Analysis With Old Orthography

Translation from old to new orthography is done with the script mhr/src/orthography/oldorthography2norm.xfscript.

After having compiled the Mari transducers, the orthography folder contains the transducer oldorthography2norm.lookup.xfst, which will convert input from old to new orthography.

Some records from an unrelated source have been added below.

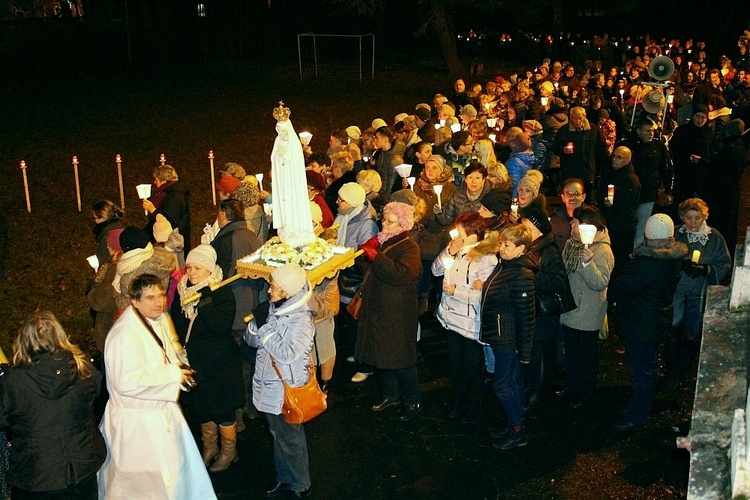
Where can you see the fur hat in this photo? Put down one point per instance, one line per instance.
(532, 127)
(315, 180)
(352, 193)
(533, 179)
(353, 132)
(469, 111)
(659, 227)
(423, 112)
(405, 196)
(537, 217)
(403, 212)
(162, 229)
(378, 122)
(132, 238)
(735, 128)
(113, 239)
(227, 183)
(203, 255)
(290, 277)
(496, 201)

There is also an inverse transducer oldorthography2norm.compose.xfst, which is less useful.

The transducer is put into the analysis pipeline between preprocessing and analysis:

cat ~/oldmhr.txt |preprocess|lookup src/orthography/oldorthography2norm.lookup.xfst |grep '\t'|cut -f2|hfst-lookup src/analyser-gt-desc.hfstol

The parts of the pipeline are explained here:

analysis step comment
cat ~/oldmhr.txt take input text
preprocess change it to one word a line
lookup src/orthography/oldorthography2norm.lookup.xfst send it to the converter
grep '\t' skip the empty lines
cut -f2 pick the second column (the one with new morphology)
hfst-lookup src/analyser-gt-desc.hfstol and send it to the ordinary analyser
... and then process it further on just as for modern text.

With the new, fst-based preprocessing we are moving towards, the orthographic converter should be integrated into the overall fst. This is not treated here.